Spanish trading post and mission
In his ten chapters on what is now Georgia within Histoire naturelle et morale des îles Antilles de l’Amérique, Charles de Rochefort wrote that English explorer Richard Brigstock had spent much of the year 1653 in what is now northern Georgia and the area around Franklin, NC. He mentioned that there was a Spanish trading post and mission near the Capital of Apalache. The Apalachete elite had been converted Protestant Christianity by survivors of Fort Caroline, but got along well with the Spanish at the trading post and mission, because the Apalachete were profiting from the Spanish gold and gem miners.
The Florida State History textbook tells us that in 1646, Governor Benito Ruíz de Salazar Vallecilla ordered construction of a road between St. Augustine and the headwaters of the Chattahoochee River, where a fortified trading post was built. The purpose was to stimulate trade with the Apalachen Confederacy, whose capital was located there.
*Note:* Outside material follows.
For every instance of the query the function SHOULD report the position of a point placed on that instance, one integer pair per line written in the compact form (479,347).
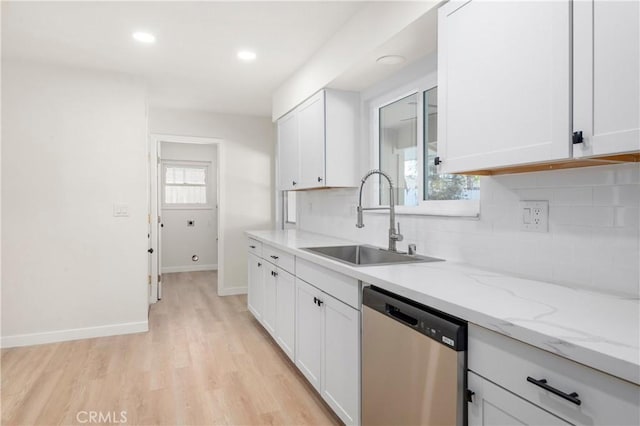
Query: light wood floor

The trading post functioned until the Queen Anne’s War (1702) when the fort was destroyed by Carolina Militia and their Indian allies.
The Virginia Commonwealth History textbook tells us that after operating a wine exporting business in Spain for five years Edward Blount and his wife migrated to Virginia in 1646. Upon arriving in Jamestown, Blount met privately with Governor William Berkeley (a fellow Royalist) then immediately departed for the southern tip of the Appalachian Mountains to look after a business investment. Hint: The Nacoochee Valley is at the southern tip of the Appalachians and Richard Brigstock was a cousin of Edward Blount.
The North Carolina State History textbook tells us that shortly after immigrating to Virginia in 1746, Edward Blount was anxious to learn more about the Cherokees and so traveled southward to western North Carolina to meet with several Great Cherokee chiefs. Hint: French and Dutch maps show the Cherokees living in New France until after 1649. The first map to show the Cherokees living in the Southeast was drawn in 1715. Earlier maps showed western North Carolina occupied by Creek, Shawnee and Uchee towns.
The Georgia State History textbook jumps from the De Soto Expedition in 1540 to a brief mention of the Spanish missions on the coast of Georgia to the construction of Fort King George at the mouth of the Altamaha River in 1721. There were actually more missions and more mission Indians in Georgia than there ever were in California! The book then explains that according to Professor Charles Hudson, who taught anthropology at the University of Georgia in the late 20th century, virtually nothing is known about the peoples and events within the interior of the Southeast between 1567 and the early 1700s.
Near Visible Light Infrared Analysis
Whether or not a Spanish fort and trading post were constructed at a former bend in the river on the road leading to the capital (upper section of photo) can only be determined by an archaeological excavation. However, the concentration of dark, carbon-bearing materials at this location suggest that there would be many man-made materials here.